Time flies.  It’s been almost two months since my brother James died, and almost two months since my last post.  Birthdays remind me of the passage of time, and today is Laura’s birthday, the eighth since she died.  She would have been 66 today.  I have a hard time imagining her retiring.

Despite my silence here, I have been very busy in retirement—tutoring, troublemaking, and writing.  My Muslim student from West Africa, who was so phlegmatic about Trump’s election, has received an order to leave the country.  We’ve spent a lot of time these past two months driving around New Jersey to find a lawyer.  We both wish my daughter Justine lived closer, but one of the members of his Masjid has helped him find a lawyer in Philadelphia to work on his appeal.

By “troublemaking,” I’m mean working with Indivisible Princeton, the Fair & Welcoming Coalition of Mercer County, and the Central Jersey Coalition for Justice, which organized a very successful event in Trenton this past weekend as a sister to the national March for Racial Justice.  My research for writing intersected with last week’s Indivisible Princeton meeting, where two speakers talked about the roots of Charlottesville.  Later in the week I studied the Buddhist sutta on “the root of all things.”  According to ancient commentaries on the sutta, the same processes that the speakers saw at work in Charlottesville are at work in how we conceive things: grasping for what’s mine, pride, and wrong-headed views.

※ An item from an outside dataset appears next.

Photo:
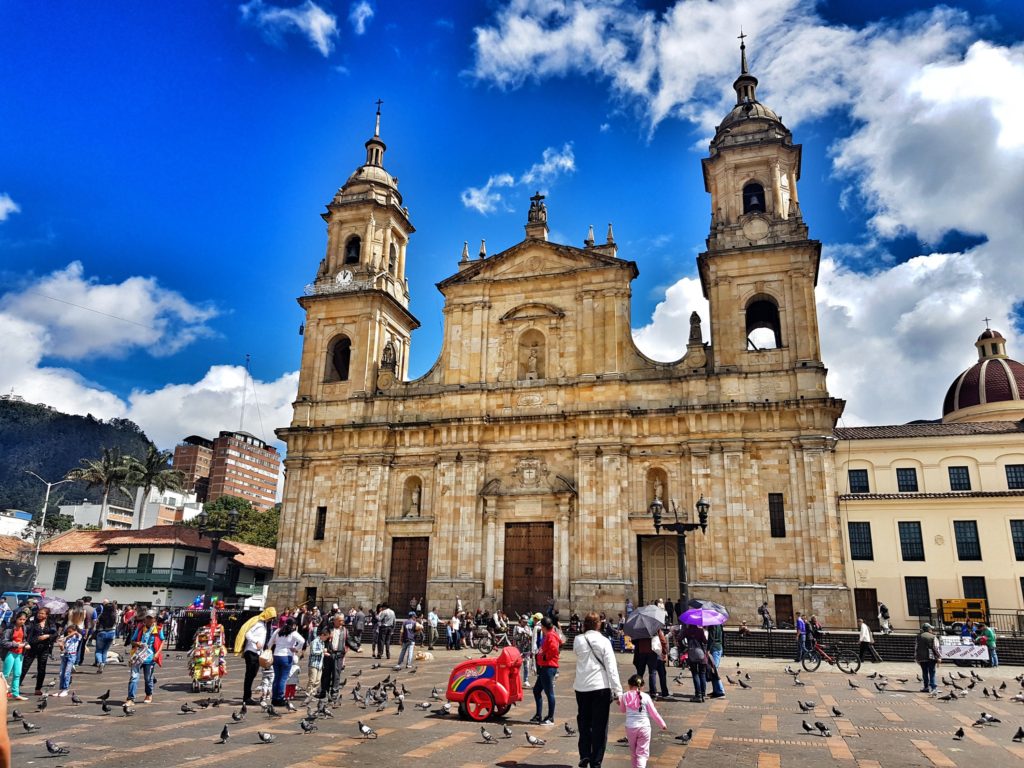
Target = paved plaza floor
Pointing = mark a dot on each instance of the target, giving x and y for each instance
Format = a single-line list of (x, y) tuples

Tragically we see these same factors at work today among Buddhists in Burma.  Five years ago I was arguing with my fellow American Buddhists that we should be ashamed of the persecution of the Rohingya and of the silence of Buddhist leaders at that time.  Some argued that these nationalist monks are not really Buddhist.  Yet, some of them continued to post, sign petitions and write letters with me to protest what has been going on.  In practice we do not differ.  But those who used the not-really-Buddhist line to look the other way and to stay silent should be ashamed.  The recent appeals from the Dalai Lama and other Buddhist leaders follow on previous statements and letters to Burmese authorities.  I’m afraid that their pleas will continue to fall on deaf ears until the leading monks in Burma speak up.  Right now they are acting too much like Pope Pius XII.

I had only intended to write a few lines to cover the gap since my last post, but this obviously went on longer than that.  In my next post I will get back to how my discovery of a book led to reflecting on how much my writing has been influenced by women writers.

One Comment

  1. FWIW I am afraid that no merely moral plea will have any effect in Myanmar – it must likely would have to have a vast economic ramification to it.